Last month, a divided U.S. Supreme Court allowed Texas to implement a strict photo ID law for all voters for this year’s elections. The predictable result: hundreds of Texas voters had their ballots rejected due to lack of valid identification.
The New York Times reported on Tuesday that more than 500 voters in eight counties cast a provisional ballot, because they lacked the required photo ID, and did not return within six days with such ID to validate their ballots. “In Houston’s Harris County, there were 229 such ballots. In San Antonio’s Bexar County, there were 27. Dallas County had 99,” it reported. And that was just 8 of the 254 counties in the state.
But even those numbers cannot show the full impact of the voter suppression. Many voters who knew they lacked the required ID likely did not even bother to go to the polls. Others, who did not have an ID on them, were not even offered a provisional ballot (as they should have been). One 93-year old veteran was turned away in Houston because his license had expired.
Though the Texas state constitution guarantees all citizens over the age of 18 the right to vote, as long as they are not felons or “mentally incompetent,” the 2011 law required voters to show a valid form of photo identification to cast their votes, ostensible to prevent “voter fraud.” The law was put on hold after the U.S. Department of Justice said it violated the Voting Rights Act, but the Supreme Court gutted that law in 2013.
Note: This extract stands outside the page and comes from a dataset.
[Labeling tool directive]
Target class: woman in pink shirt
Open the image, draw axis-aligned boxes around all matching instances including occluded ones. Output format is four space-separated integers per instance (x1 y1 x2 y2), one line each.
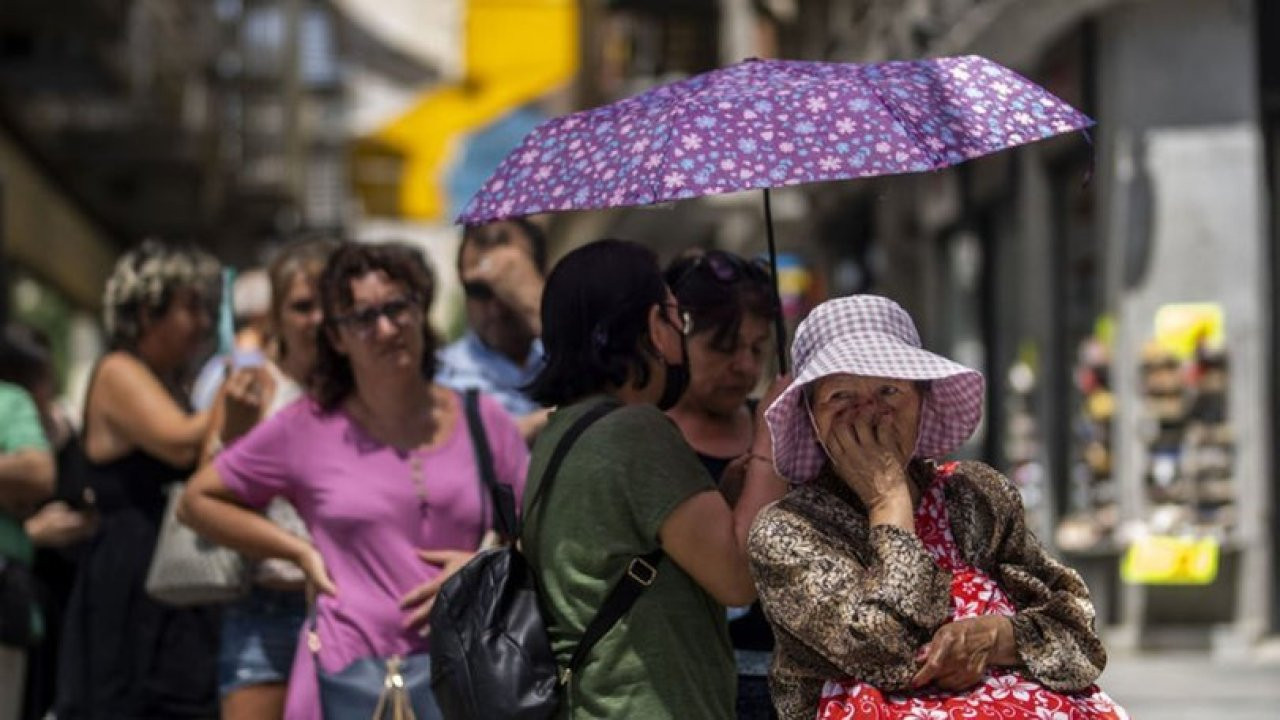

In a forceful dissent to the high court’s order allowing the law to go into effect for this election, Justice Ruth Bader Ginsberg noted that “between 2002 and 2011, there were only two in-person voter fraud cases prosecuted to conviction in Texas,” and that the real “threat to public confidence in elections in this case is the prospect of enforcing a purposefully discriminatory law, one that likely imposes an unconstitutional poll tax and risks denying the right to vote to hundreds of thousands of eligible voters.”